Today, we pray for Kapitan, as we remember his 12th death anniversary. But I think we also pray to him, so that like him, and like Andrew and the young lad, we may bring the little that we have to the enterprise and allow the miracle to take place—the miracle of men and women undertaking the task to work for the freedom of our people and country with great energy, to pursue this task with great constancy in the day-to-day, and to bring it to completion with great prudence and great love.

Postscript

In front of the Church of the Gesu inside Ateneo de Manila is the statue of the Sacred Heart.
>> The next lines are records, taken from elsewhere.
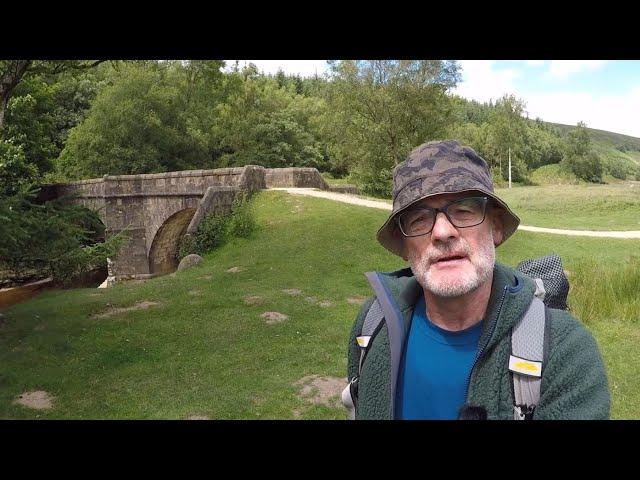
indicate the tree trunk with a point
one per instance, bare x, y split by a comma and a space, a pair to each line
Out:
10, 75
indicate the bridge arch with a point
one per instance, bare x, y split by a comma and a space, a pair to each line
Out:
162, 254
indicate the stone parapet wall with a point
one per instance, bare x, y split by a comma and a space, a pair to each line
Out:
295, 177
347, 188
158, 209
216, 199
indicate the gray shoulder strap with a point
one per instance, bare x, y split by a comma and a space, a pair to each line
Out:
525, 362
373, 318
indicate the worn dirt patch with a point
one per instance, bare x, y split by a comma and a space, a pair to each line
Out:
357, 300
254, 300
274, 317
294, 292
321, 390
115, 311
40, 400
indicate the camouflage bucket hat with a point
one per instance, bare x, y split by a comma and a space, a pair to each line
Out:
440, 167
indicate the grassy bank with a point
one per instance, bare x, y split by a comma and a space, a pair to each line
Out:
201, 350
587, 207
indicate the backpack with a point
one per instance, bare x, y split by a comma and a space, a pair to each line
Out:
529, 338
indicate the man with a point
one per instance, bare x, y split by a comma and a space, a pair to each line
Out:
447, 352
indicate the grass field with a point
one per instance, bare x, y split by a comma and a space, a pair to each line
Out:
202, 351
581, 207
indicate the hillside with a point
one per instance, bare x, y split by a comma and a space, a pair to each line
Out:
202, 343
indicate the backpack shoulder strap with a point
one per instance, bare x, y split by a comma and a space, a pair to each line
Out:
372, 320
527, 354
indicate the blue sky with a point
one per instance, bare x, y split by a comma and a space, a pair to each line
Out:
603, 94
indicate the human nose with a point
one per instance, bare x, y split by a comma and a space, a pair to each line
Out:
443, 229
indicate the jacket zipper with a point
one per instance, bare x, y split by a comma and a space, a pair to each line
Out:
493, 327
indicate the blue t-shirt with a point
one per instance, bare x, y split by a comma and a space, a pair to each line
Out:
435, 366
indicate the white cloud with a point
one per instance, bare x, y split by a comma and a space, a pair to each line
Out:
561, 69
304, 68
614, 113
482, 83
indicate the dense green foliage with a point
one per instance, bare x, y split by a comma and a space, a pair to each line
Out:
202, 350
62, 120
56, 238
217, 229
359, 120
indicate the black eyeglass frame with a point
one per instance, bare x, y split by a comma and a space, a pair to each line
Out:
485, 202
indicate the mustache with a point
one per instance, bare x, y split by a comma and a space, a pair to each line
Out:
458, 248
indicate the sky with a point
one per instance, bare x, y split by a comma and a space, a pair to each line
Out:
605, 94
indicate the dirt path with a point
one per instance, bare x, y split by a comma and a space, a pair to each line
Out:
383, 205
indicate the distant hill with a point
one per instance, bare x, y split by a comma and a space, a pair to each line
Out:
620, 153
623, 143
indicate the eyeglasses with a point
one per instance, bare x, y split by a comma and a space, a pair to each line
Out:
463, 213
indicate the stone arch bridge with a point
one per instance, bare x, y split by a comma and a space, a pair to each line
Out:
158, 209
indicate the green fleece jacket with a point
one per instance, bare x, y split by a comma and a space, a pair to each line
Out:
574, 383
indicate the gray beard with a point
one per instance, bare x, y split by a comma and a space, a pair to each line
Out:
482, 260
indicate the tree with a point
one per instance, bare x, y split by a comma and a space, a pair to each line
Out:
384, 108
507, 135
12, 72
580, 158
142, 123
266, 122
578, 140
This statue used to stand at the highest point of the campus, on the same knoll where the Gesu is now.  Before the Gesu was built, many generations of Ateneans in the college would go to this knoll and sit at the foot of the statue to watch the sunset,  nurturing their dreams, at times nursing a broken heart or a wounded spirit, or simply sharing love or friendship in quiet solitude, seated in front of the Sacred Heart.

On the pedestal of the Sacred Heart statue is inscribed part of the passage from this Sunday’s Gospel: “Come to me, all you who labor and are burdened, and I will give you rest. Take my yoke upon you and learn from me for I am meek and humble of heart; you will find rest for yourselves. For my yoke is easy, and my burden light.”

We need moments, places, words and symbols like this to remind us of the invitation to “come to me,” that we may renew our inspiration to work with great energy, great constancy, great prudence, and with the great soul and great love that won for us—yesterday, today and forever—the freedom from all that bind and burden us.